Y. Tokuhashi: "A Randomized Trial of Cisplatin, Vinblastin, and Bleomycin Versus Cyclophosphamide, Aclacinomycin, and Cisplatin in Epithelial Ovarian Cancer." Oncology. (1996)

Y. Tokuhashi：“顺铂、长春花素和博来霉素与环磷酰胺、阿克拉霉素和顺铂治疗上皮性卵巢癌的随机试验。”

K.Tamakoshi: "Clinrcal valve of a new serum tumor marker,CA125 II,in gynecologicdisese : comparison with CA125." Gynecol.Obstet.Invest.39. 125-129 (1995)

K.Tamakoshi：“一种新的血清肿瘤标志物 CA125 II 在妇科疾病中的临床价值：与 CA125 的比较。”

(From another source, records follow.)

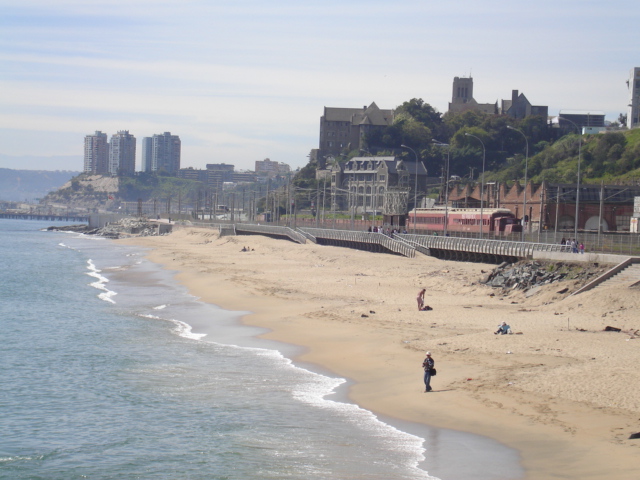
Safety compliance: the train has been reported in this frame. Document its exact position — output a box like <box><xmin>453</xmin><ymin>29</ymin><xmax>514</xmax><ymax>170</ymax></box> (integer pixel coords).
<box><xmin>406</xmin><ymin>208</ymin><xmax>522</xmax><ymax>235</ymax></box>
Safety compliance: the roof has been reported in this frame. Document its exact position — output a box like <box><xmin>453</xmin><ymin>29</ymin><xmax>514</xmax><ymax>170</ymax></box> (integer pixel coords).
<box><xmin>324</xmin><ymin>102</ymin><xmax>394</xmax><ymax>125</ymax></box>
<box><xmin>558</xmin><ymin>110</ymin><xmax>604</xmax><ymax>116</ymax></box>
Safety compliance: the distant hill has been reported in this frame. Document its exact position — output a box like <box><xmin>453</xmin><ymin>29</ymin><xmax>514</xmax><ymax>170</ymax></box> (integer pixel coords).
<box><xmin>0</xmin><ymin>168</ymin><xmax>80</xmax><ymax>202</ymax></box>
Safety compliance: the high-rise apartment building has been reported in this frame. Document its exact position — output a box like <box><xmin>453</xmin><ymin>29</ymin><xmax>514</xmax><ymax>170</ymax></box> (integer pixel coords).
<box><xmin>142</xmin><ymin>132</ymin><xmax>181</xmax><ymax>174</ymax></box>
<box><xmin>109</xmin><ymin>130</ymin><xmax>136</xmax><ymax>175</ymax></box>
<box><xmin>141</xmin><ymin>137</ymin><xmax>154</xmax><ymax>172</ymax></box>
<box><xmin>84</xmin><ymin>130</ymin><xmax>109</xmax><ymax>175</ymax></box>
<box><xmin>627</xmin><ymin>67</ymin><xmax>640</xmax><ymax>128</ymax></box>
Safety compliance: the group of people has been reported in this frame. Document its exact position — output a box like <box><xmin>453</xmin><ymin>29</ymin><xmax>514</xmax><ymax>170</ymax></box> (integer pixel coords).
<box><xmin>560</xmin><ymin>237</ymin><xmax>584</xmax><ymax>253</ymax></box>
<box><xmin>367</xmin><ymin>226</ymin><xmax>407</xmax><ymax>238</ymax></box>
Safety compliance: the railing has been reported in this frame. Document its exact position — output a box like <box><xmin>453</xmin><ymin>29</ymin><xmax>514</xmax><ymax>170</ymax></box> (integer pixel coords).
<box><xmin>397</xmin><ymin>233</ymin><xmax>571</xmax><ymax>258</ymax></box>
<box><xmin>236</xmin><ymin>223</ymin><xmax>307</xmax><ymax>244</ymax></box>
<box><xmin>299</xmin><ymin>227</ymin><xmax>416</xmax><ymax>258</ymax></box>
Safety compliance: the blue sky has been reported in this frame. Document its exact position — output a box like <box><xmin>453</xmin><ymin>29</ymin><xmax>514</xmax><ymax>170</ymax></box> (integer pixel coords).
<box><xmin>0</xmin><ymin>0</ymin><xmax>640</xmax><ymax>170</ymax></box>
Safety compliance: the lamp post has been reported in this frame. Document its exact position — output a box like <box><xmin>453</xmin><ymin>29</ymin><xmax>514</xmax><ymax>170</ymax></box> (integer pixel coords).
<box><xmin>556</xmin><ymin>115</ymin><xmax>584</xmax><ymax>239</ymax></box>
<box><xmin>360</xmin><ymin>148</ymin><xmax>378</xmax><ymax>228</ymax></box>
<box><xmin>465</xmin><ymin>133</ymin><xmax>487</xmax><ymax>239</ymax></box>
<box><xmin>400</xmin><ymin>145</ymin><xmax>418</xmax><ymax>235</ymax></box>
<box><xmin>431</xmin><ymin>139</ymin><xmax>451</xmax><ymax>237</ymax></box>
<box><xmin>507</xmin><ymin>125</ymin><xmax>531</xmax><ymax>242</ymax></box>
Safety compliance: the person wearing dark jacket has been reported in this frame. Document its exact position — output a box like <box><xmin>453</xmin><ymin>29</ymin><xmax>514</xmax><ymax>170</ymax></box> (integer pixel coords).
<box><xmin>422</xmin><ymin>352</ymin><xmax>436</xmax><ymax>393</ymax></box>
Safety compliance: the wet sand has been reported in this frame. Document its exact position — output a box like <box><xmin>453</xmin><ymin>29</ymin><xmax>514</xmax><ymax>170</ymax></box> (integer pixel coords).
<box><xmin>124</xmin><ymin>228</ymin><xmax>640</xmax><ymax>480</ymax></box>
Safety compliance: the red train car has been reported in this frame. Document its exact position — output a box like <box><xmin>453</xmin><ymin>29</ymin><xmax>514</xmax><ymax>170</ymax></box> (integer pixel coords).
<box><xmin>407</xmin><ymin>208</ymin><xmax>522</xmax><ymax>235</ymax></box>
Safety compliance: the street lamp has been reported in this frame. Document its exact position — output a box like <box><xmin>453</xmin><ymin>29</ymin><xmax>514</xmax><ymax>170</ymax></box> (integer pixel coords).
<box><xmin>556</xmin><ymin>115</ymin><xmax>584</xmax><ymax>239</ymax></box>
<box><xmin>507</xmin><ymin>125</ymin><xmax>531</xmax><ymax>242</ymax></box>
<box><xmin>400</xmin><ymin>145</ymin><xmax>418</xmax><ymax>235</ymax></box>
<box><xmin>465</xmin><ymin>133</ymin><xmax>487</xmax><ymax>239</ymax></box>
<box><xmin>431</xmin><ymin>139</ymin><xmax>451</xmax><ymax>237</ymax></box>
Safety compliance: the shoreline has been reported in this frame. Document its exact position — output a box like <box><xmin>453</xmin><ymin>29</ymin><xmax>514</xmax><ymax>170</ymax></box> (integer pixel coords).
<box><xmin>121</xmin><ymin>228</ymin><xmax>640</xmax><ymax>480</ymax></box>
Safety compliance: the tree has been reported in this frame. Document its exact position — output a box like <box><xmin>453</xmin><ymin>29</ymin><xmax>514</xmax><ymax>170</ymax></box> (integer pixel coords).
<box><xmin>618</xmin><ymin>113</ymin><xmax>627</xmax><ymax>127</ymax></box>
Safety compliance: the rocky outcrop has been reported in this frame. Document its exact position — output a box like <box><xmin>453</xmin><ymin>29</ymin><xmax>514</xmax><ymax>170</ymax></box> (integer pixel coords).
<box><xmin>481</xmin><ymin>261</ymin><xmax>604</xmax><ymax>292</ymax></box>
<box><xmin>47</xmin><ymin>218</ymin><xmax>166</xmax><ymax>238</ymax></box>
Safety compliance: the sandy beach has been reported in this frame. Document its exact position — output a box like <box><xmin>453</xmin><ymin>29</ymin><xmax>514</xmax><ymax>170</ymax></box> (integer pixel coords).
<box><xmin>120</xmin><ymin>227</ymin><xmax>640</xmax><ymax>480</ymax></box>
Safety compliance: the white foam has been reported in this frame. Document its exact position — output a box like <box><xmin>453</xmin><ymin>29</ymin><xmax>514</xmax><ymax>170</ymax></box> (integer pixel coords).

K.Tamakoshi, F.Kikkawa, N.Nakashima, A.Tamakoshi, M.Kawai, Y.Furuhashi, S.Hattori, T.Ishizuka, K.Kuzuya, I.Kobayashi, Y.Arii, N.Suganuma, Y.Tomoda: "Clinical behavior of borderline ovarian tumors : A study of 150 cases." J.Surg.Oncology. (in press). (1966

K.Tamakoshi、F.Kikkawa、N.Nakashima、A.Tamakoshi、M.Kawai、Y.Furuhashi、S.Hattori、T.Ishizuka、K.Kuzuya、I.Kobayashi、Y.Arii、N.Suganuma、Y.

M.Kawai: "Stage I Epithelial Ovarian Cancer-Adjuvant Chemotherapy and Prognostic Factors." J.Exp.Clin.Cancer Res.13. 77-81 (1994)

M.Kawai：“I 期上皮性卵巢癌辅助化疗和预后因素。”

M.Kojima: "Sensitisation Haman Ovarian Carcinoma cells to Cis.diamminedichlor-oplatinum(II)by Amphotericin Bin Vitro and in vivo." Eur.J.cancer.30. 773-778 (1994)

M.Kojima：“通过两性霉素体外和体内使 Haman 卵巢癌细胞对顺二氯铂 (II) 敏感。”